LMCache Engine Interface#

class LMCacheEngine(config: LMCacheEngineConfig, metadata: LMCacheEngineMetadata, memory_allocator: MemoryAllocatorInterface, token_database: TokenDatabase, gpu_connector: GPUConnectorInterface)[source]#

The main class for the cache engine.

When storing the KV caches into the cache engine, it takes GPU KV caches from the serving engine and convert them into MemoryObjs that resides in the CPU. The MemoryObjs are then being stored into the StorageBackends in an asynchronous manner.

When retrieving the KV caches from the cache engine, it fetches the MemoryObjs from the StorageBackends and convert them into GPU KV caches by GPUConnectors specialized for the serving engine.

It also supports prefetching the KV caches from the StorageBackends. It relies on the StorageBackends to manage the requests of prefetching and real retrieval and avoid the conflicts.

close() None[source]#

Close the cache engine and free all the resources

lookup(tokens: Tensor, search_range: List[str] | None = None) int[source]#

Checks the existence of KV cache of the tokens from the cache engine.

Parameters:
  • tokens – the input tokens, with shape [seq_len]

  • search_range (Optional[List[str]]) – The range of storage backends

to search in. Should be a subset of [“Hot”, “LocalDiskBackend”] for now. If None, search in all backends.

Returns:

An int indicating how many prefix tokens are cached.

prefetch(tokens: Tensor, mask: Tensor | None = None) None[source]#

Launch the prefetching process in the storage manager to load the KV to the local CPU memory

retrieve(tokens: Tensor, mask: Tensor | None = None, **kwargs) Tensor[source]#

Retrieve the KV caches from the cache engine. And put the retrieved KV cache to the serving engine via the GPU connector.

Parameters:
  • tokens (torch.Tensor) – The tokens of the corresponding KV caches.

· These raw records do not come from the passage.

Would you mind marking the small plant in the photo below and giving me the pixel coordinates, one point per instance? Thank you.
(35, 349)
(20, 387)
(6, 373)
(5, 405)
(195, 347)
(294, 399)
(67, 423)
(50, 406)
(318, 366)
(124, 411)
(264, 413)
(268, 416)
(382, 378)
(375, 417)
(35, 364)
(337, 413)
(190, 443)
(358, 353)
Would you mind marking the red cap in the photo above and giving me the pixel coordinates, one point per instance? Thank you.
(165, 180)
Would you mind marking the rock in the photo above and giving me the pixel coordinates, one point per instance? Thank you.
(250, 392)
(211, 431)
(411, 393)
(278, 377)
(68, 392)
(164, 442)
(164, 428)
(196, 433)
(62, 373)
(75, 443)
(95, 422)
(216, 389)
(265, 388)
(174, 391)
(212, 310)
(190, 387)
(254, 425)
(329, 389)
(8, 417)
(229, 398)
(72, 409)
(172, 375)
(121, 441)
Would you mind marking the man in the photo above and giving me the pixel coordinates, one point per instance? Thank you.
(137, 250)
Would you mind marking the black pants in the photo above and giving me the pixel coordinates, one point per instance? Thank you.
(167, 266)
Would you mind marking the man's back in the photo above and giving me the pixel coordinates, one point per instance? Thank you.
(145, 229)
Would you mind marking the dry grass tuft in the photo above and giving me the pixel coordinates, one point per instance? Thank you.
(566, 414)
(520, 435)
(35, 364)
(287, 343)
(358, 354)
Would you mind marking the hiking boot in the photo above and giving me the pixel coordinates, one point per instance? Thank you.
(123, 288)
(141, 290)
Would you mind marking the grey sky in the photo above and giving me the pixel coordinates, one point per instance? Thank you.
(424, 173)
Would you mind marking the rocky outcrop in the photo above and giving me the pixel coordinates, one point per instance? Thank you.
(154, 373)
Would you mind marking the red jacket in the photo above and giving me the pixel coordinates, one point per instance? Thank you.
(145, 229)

  • mask (Optional[torch.Tensor]) – The mask for the tokens. Should have the same length as tokens. And the mask should ALWAYS be like FFFFFTTTTTTT, where True means the tokens needs to be matched, and the Falses will ALWAYS be at the PREFIX of the tensor.

  • **kwargs

    The additional arguments for the storage backend which will be passed into the gpu_connector. Should include KV cache specific information (e.g., paged KV buffer and the page tables).

Returns:

the boolean mask indicating which tokens are retrieved. The length of the mask should be the same as the tokens. On CPU.

Raises:

ValueError if the number of Falses in the mask is not a multiple of the chunk size.

store(tokens: Tensor, mask: Tensor | None = None, **kwargs) None[source]#

Store the tokens and mask into the cache engine.

Parameters:
  • tokens (torch.Tensor) – The tokens of the corresponding KV caches.

  • mask (Optional[torch.Tensor]) – The mask for the tokens. Should have the same length as tokens. And the mask should ALWAYS be like FFFFFTTTTTTT, where True means the tokens needs to be matched, and the Falses will ALWAYS be at the PREFIX of the tensor.

  • **kwargs

    The additional arguments for the storage backend which will be passed into the gpu_connector. Should include KV cache specific information (e.g., paged KV buffer and the page tables).

Raises:

ValueError if the number of Falses in the mask is not a multiple of the chunk size.